Wie bekomme ich einen Garten und was bedeutet ein Kleingarten eigentlich für mich?

Bevor man sich für die Pacht einer Kleingartenparzelle entscheidet, sollte man einige Überlegungen anstellen. Denn nicht Sonnen, Grillen oder Feiern stehen im Vordergrund, sondern zuerst die Bewirtschaftung einer entsprechend den gesetzlichen Rahmenbedingungen in erster Linie zum Anbau von Obst und Gemüse bestimmten Parzelle. Die Bedingungen zur Bewirtschaftung eines Kleingartens werden geregelt durch das Bundeskleingartengesetz, die Rahmenkleingartenordnung des Landes Sachsen (PDF-Datei) und die Gartenordnung des Vereins die uns bei ihrer Einhaltung die Gemeinnützigkeit und damit auch den Bestand der Kleingartenanlage garantieren.

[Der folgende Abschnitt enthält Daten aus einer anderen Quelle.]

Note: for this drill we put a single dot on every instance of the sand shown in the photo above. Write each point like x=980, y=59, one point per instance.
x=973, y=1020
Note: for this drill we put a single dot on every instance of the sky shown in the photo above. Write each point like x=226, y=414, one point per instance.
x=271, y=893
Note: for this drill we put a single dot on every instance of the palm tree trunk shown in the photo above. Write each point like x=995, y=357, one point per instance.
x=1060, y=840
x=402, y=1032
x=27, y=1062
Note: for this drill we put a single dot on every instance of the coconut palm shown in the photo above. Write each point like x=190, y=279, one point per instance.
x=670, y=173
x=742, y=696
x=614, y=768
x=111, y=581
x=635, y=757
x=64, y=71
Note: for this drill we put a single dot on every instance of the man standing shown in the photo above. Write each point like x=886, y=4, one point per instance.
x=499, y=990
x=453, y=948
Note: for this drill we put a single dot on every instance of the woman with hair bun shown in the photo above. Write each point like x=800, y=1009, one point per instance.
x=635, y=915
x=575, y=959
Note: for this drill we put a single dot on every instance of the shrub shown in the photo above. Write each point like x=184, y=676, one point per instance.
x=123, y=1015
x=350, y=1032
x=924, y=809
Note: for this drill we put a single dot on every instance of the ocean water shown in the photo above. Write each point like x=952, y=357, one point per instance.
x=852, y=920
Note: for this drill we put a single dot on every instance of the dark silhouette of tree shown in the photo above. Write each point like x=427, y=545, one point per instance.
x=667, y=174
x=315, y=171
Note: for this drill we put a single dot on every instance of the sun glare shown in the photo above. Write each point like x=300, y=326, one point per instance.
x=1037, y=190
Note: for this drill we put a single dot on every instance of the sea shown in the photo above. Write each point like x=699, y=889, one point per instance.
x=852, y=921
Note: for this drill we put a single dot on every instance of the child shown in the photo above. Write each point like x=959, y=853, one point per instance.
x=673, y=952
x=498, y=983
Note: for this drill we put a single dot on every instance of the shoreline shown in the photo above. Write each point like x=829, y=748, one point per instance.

Folgende Fragen sollte man sich stellen, bevor man die Verantwortung für eine Parzelle übernimmt:

  • Habe ich Zeit für die Gartenarbeit?
    Ein Kleingarten bedeutet eine ganze Menge Arbeit. Der Besuch des Gartens nur an den Wochenenden, um dann mit der Pflege der Parzelle jedesmal von vorn zu beginnen, wird irgendwann zur Last und die Freude am Gärtnern schwindet womöglich bald. Nichts ist leckerer als Obst und Gemüse, das ökologisch erzeugt und frisch geerntet, verzehrt oder für den Winter konserviert werden kann.
    Aber selbst angebautes Gemüse benötigt regelmäßige Pflege, muss gesät, eingepflanzt, gedüngt und gegossen werden, damit man es schließlich auch genießen kann.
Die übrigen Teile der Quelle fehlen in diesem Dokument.